Since her own diagnosis, Frame has focused her efforts on helping others see that even a catastrophic illness or poor health is a life event still filled with possibilities.

"With any type of illness, if you take the reins you feel less helpless," Frame said.

Even as she's continuing treatment, Frame is adding cancer tools to the list of services offered by The Coaching Group, the business she runs from her home on St. Simons Island. Already, hospitals in Kansas, Missouri and Texas are lining up sessions with health care providers in their employ who can benefit from the insights of a life coach with cancer.

Health care providers deal with injury, disease and treatment every day. With a room full of people still needing to be seen, it's easy for them to toss off a diagnosis and options and ask for a decision, practically all in the same breath.

"You have to make life and death decisions in what feels like a nonsecond," Frame said.

By adapting her life coachig skills to the cancer experience - or to any major health crisis - Frame is hoping to give health care providers and caregivers the skills to give patients hope even after the most dire diagnosis, and to give patients the tools to move forward in a positive frame of mind.

Something as simple as positive phrasing rather than negative can make the difference in a patient's outlook.

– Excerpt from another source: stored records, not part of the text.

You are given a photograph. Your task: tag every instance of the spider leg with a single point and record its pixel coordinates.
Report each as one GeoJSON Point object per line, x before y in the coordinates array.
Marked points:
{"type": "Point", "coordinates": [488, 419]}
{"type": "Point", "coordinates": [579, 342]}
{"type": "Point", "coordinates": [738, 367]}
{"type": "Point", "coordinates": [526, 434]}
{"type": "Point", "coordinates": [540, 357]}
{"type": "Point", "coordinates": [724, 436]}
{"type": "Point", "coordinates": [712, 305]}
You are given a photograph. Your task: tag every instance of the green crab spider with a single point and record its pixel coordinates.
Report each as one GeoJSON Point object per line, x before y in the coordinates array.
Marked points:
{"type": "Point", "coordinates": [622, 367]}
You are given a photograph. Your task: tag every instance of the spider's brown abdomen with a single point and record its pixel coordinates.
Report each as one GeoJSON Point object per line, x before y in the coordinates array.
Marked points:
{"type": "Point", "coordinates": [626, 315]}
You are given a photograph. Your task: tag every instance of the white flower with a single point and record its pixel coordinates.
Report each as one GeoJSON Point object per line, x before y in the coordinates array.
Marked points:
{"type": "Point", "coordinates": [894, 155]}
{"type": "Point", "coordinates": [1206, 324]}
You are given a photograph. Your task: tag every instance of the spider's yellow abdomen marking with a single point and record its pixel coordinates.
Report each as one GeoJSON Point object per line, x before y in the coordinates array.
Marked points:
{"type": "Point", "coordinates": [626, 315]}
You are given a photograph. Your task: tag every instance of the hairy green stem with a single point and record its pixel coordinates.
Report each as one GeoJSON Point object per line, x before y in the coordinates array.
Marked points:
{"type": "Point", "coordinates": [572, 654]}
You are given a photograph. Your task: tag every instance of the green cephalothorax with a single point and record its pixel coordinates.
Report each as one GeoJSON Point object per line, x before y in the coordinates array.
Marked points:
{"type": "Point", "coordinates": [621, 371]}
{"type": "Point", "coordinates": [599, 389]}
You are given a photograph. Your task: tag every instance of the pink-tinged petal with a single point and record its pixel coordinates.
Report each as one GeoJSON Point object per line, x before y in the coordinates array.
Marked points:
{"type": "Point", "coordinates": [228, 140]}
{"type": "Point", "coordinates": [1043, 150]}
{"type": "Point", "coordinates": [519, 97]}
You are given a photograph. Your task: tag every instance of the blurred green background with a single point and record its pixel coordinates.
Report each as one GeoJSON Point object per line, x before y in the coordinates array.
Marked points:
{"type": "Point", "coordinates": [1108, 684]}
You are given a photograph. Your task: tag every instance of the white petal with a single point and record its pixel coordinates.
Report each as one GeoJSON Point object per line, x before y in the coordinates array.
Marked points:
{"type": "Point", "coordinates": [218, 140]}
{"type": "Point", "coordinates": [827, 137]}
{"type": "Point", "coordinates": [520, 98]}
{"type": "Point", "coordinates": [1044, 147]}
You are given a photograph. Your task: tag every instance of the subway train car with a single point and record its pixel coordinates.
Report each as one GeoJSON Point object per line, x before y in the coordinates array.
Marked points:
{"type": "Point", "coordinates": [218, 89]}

Or in an employee's, a child's or a spouse's, for that matter.

Frame was introduced to the concept of life coaching about 10 years ago, while still a procurement officer for aircraft engine manufacturer Pratt & Whitney in Connecticut.

It was there that Frame was trained to "coach" fellow employees - to lead them to recognize and maximize their strengths rather than point out and try to fix their weaknesses.

The concept was pioneered by Thomas Leonard in the 1980's.

"What he said was that there ought to be a set of tools for people to use to create and sustain the life that they want," Frame explained.

Unlike a therapist who urges people to look back at past mistakes, a life coach urges them to look  at the present and the future, to see what is good, what works and what the'd like to focus more time and energy on, and to pursue those things.

The same principles apply no matter what the life event, even something as devastating as a diagnosis of cancer.

"I've always said that there is a reason that I have cancer and that there is a reason I'm doing so well with the treatment," Frame said.

"I've been given a second chance and a wake-up call, and I want to continue to do good work, to help people, but in a bigger and better way."